He thinks of his mother. The famine had curled its skinny fingers over them in 1315, narrowing waists and drying mouths. After, after the silence had come, he had walked up to the wall and punched it. The skin broke at his knuckles, split like a ripe peach, pomegranate blood dripping from the ragged holes in his skin. Good, there should be holes. Holes like the puncture in his heart. His mother, he wears her black eyes and black hair proudly. Their crooked noses, imported from the east _. Severus Snape, the Wallachian,_ through his mother’s veins, which he shared. There are so many sins that bubble up within him, pride is never the least of them. He dreams sometimes of leaving this place. These old scars. Go east, to the Carpathians. He pictures them, beautiful and bright against the icy sky.

“Don’t you fucking dare, Potter,” he whispers. Spit flecks out from his lips, catches on his unshaven beard. He unconsciously squeezes the lax hand within his own. What sort of leverage does he have with God? Not much. He looks elsewhere but everything is a bleak nothingness. All that’s left are words he cannot say, words he has never said to another living person. (Potter is barely living, he can say these things now.) _I love you, you brat.  You spoilt fool.
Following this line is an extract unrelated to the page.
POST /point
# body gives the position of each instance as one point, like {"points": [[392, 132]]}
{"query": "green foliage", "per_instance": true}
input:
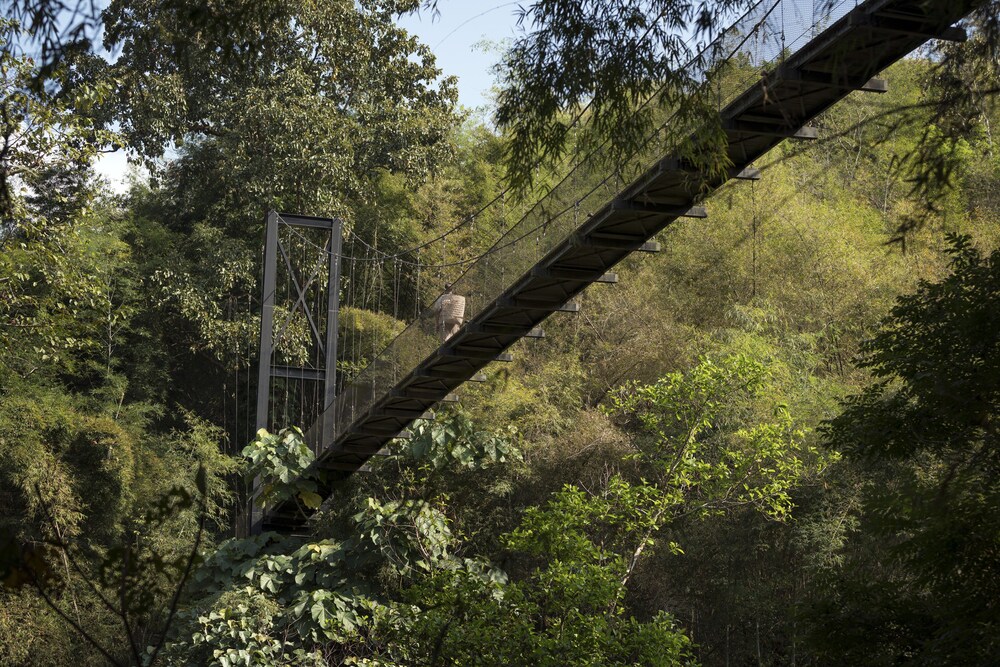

I wish you’d never come into my life. You cannot leave. Not now. I don’t know what to do with you. Tell me, tell me what to do. Who do I have to talk to? Let me bail you out. I can go in your stead. It won’t matter if I’m dead (will you mind as much?). Is that selfish of me? It was alright before, to live in a world without knowledge of you. I cannot bear a world in which I remember you and you are not there. Don’t you dare, Potter, you godforsaken bastard, don’t you dare leave me here._ He grits his teeth. The molars might crack. He borrows words from other mens’ mouths (he cannot bear his own). “Quos amor verus tenuit, tenebit,” murmured softly into the quiet between dust and shadow. _True love will hold on to whom it has held._ Seneca, that old orator, had known a thing or two. _I love you, I love you, I love you._

 _I have never loved before_ , he might say. (That is a bald lie. He falls in love easily and with everything. With a storm swell, with a quill, with old stone walls. With a book, with a pigment. With the smell of smoke and cedar. He has never loved, though, quite like this before.)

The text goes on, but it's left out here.